CASTELFRANCO VENETO – Al Museo Casa Giorgione è in corso “Il volo di Angelo”, una mostra incentrata sulla figura di Angelo Gatto, pluripremiato pittore e mosaicista di Castelfranco Veneto che ha vissuto la drammatica esperienza di Internato militare in Germania, culminata con la detenzione nel famigerato lager di Bergen – Belsen.
“Il volo di Angelo”, si legge nella recensione comparsa su Marcadoc.com, «è la prosecuzione dell’attività testimoniale da parte di Alessandro Gatto, figlio di Angelo, che ha voluto ripercorrere attraverso 46 straordinarie tavole a colori l’incredibile odissea del padre, benedetta dalla sopravvivenza ma carica di ricordi angoscianti e spunti di speranza».
In occasione della mostra, inaugurata il 4 settembre e prorogata fino al 13 ottobre, è stato pubblicato un catalogo-narrazione «un memoriale di ciò che è necessario ricordare, una convulsa ricerca di libertà trasmessa attraverso l’arte dal padre al figlio». L’apparato testuale di Marco Ballestracci è alla base dello spettacolo teatrale «Il volo di Angelo» che lo stesso Ballestracci ha portato in scena lunedì 23 settembre nell’ambito della Maratona di lettura “Il Veneto legge” 2019, presso il Teatro Accademico di Castelfranco Veneto. La mostra è stata a cura dell’Assessorato alla Cultura – Città di Castelfranco Veneto; Museo Casa Giorgione; Rotary Club Castelfranco-Asolo.
I perché della mostra spiegati da Alessandro Gatto, pure lui pittore pluridecorato come il padre, nella introduzione al catalogo
«Questo racconto, che può sembrare una favola, è una storia vera di orchi e prigioni. È la rappresentazione di ricordi ed emozioni che ho dentro fin da bambino. La vicenda di Angelo Gatto, mio padre, della sua deportazione nei lager nazisti, dei patimenti, e soprattutto del suo contatto quotidiano con la morte, ha segnato inevitabilmente la sua esistenza come quella della sua famiglia. Non mi abbandonerà il ricordo dei suoi incubi notturni, dei suoi lamenti di animale ferito, spaventato. Non dimenticherò la voce calma di mia madre che lo desta per farlo tornare da quei luoghi: “Tssssss, Angelo…, Angelo…”.

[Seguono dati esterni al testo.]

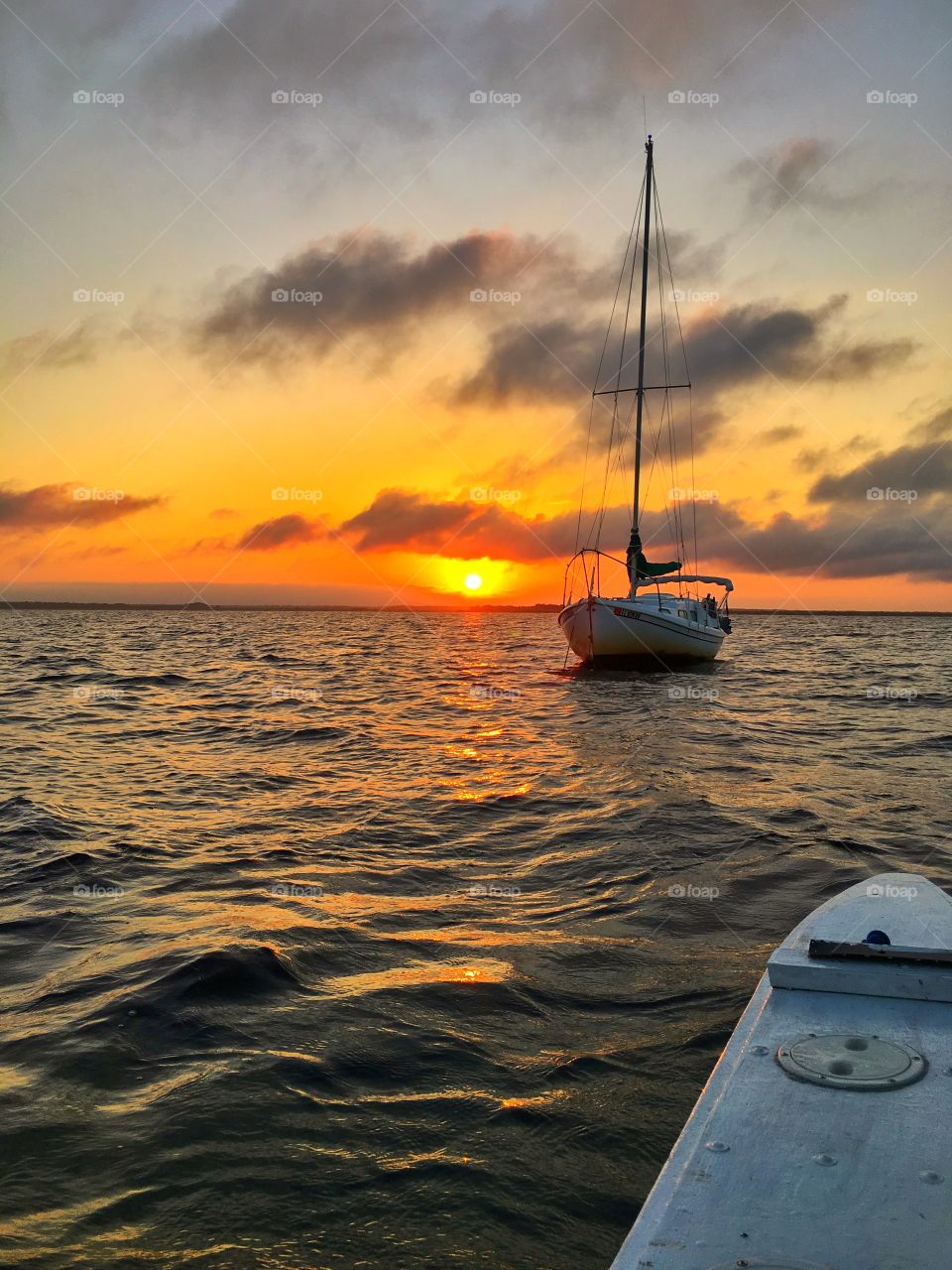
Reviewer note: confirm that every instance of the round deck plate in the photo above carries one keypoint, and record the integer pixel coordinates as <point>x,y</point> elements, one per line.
<point>851,1061</point>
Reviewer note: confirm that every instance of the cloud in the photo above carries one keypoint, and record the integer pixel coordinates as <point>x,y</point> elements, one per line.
<point>881,539</point>
<point>380,64</point>
<point>724,349</point>
<point>366,285</point>
<point>921,465</point>
<point>280,532</point>
<point>780,434</point>
<point>45,349</point>
<point>82,506</point>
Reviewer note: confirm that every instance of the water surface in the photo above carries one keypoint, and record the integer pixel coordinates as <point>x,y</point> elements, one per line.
<point>350,940</point>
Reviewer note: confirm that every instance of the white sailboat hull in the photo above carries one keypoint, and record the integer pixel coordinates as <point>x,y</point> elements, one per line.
<point>644,629</point>
<point>838,1166</point>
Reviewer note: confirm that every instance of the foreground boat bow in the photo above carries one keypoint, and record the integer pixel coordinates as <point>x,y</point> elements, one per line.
<point>821,1139</point>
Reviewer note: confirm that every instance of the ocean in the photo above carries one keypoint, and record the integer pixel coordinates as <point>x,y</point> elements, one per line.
<point>377,940</point>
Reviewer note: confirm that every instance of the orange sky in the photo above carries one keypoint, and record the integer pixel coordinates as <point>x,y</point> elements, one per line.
<point>181,434</point>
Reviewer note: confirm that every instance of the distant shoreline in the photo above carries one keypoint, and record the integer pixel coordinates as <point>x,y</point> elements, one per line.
<point>70,606</point>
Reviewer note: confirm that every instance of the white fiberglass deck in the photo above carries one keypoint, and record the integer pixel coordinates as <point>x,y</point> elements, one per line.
<point>782,1174</point>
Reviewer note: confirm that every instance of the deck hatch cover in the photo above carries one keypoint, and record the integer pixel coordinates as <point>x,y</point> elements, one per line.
<point>851,1061</point>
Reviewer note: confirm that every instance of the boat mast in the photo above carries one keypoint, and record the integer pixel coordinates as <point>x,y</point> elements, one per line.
<point>640,390</point>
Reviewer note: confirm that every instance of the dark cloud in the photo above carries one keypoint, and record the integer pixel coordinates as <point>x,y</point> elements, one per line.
<point>280,532</point>
<point>780,434</point>
<point>82,506</point>
<point>45,349</point>
<point>370,285</point>
<point>388,64</point>
<point>921,465</point>
<point>724,349</point>
<point>881,539</point>
<point>801,169</point>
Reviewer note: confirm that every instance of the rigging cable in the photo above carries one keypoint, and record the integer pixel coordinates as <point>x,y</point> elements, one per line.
<point>633,232</point>
<point>687,379</point>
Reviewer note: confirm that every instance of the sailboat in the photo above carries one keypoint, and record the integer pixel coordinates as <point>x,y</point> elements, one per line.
<point>660,619</point>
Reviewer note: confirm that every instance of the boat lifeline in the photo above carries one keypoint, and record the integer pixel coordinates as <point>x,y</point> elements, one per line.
<point>823,1139</point>
<point>647,622</point>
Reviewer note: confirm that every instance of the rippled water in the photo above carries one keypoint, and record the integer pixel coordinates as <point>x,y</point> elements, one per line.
<point>372,940</point>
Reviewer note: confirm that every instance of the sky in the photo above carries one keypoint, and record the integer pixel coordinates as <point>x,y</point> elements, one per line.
<point>304,300</point>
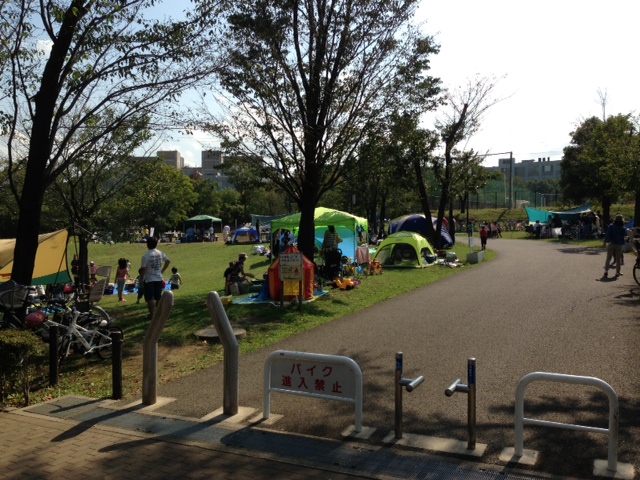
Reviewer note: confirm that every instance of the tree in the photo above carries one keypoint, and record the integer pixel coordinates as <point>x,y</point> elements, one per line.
<point>461,119</point>
<point>66,63</point>
<point>600,160</point>
<point>86,190</point>
<point>308,81</point>
<point>159,196</point>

“Cosa aveva papà stanotte?” “Sognava ancora di essere in prigionia.” Oltre non si andava. Lui ogni tanto raccontava brevi aneddoti. Il più delle volte a tavola. L’argomento era la fame patita. Proprio perché raccontava così poco io avevo paura. Lo vedevo come una grande porta socchiusa. Intuivo, al di là, qualcosa di spaventoso, ma non sapevo cosa. La morte ha cominciato allora ad angosciarmi. Non ho mai avuto il coraggio di appoggiarmi, di toccare quella porta, di abbracciarla. Solo da adulto ho conosciuto i fatti terribili accaduti a mio padre nei due anni trascorsi in Germania. Un viaggio molto più doloroso di quello di Dante nei gironi dell’Inferno. Quando ho capito che papà ci stava lasciando e non avrebbe più raccontato la sua immane esperienza ho deciso che avrei fatto ciò che potevo affinché l’oblio non avesse la meglio.
Per mio padre, per le vittime di questo esodo tragico, per la mia liberazione».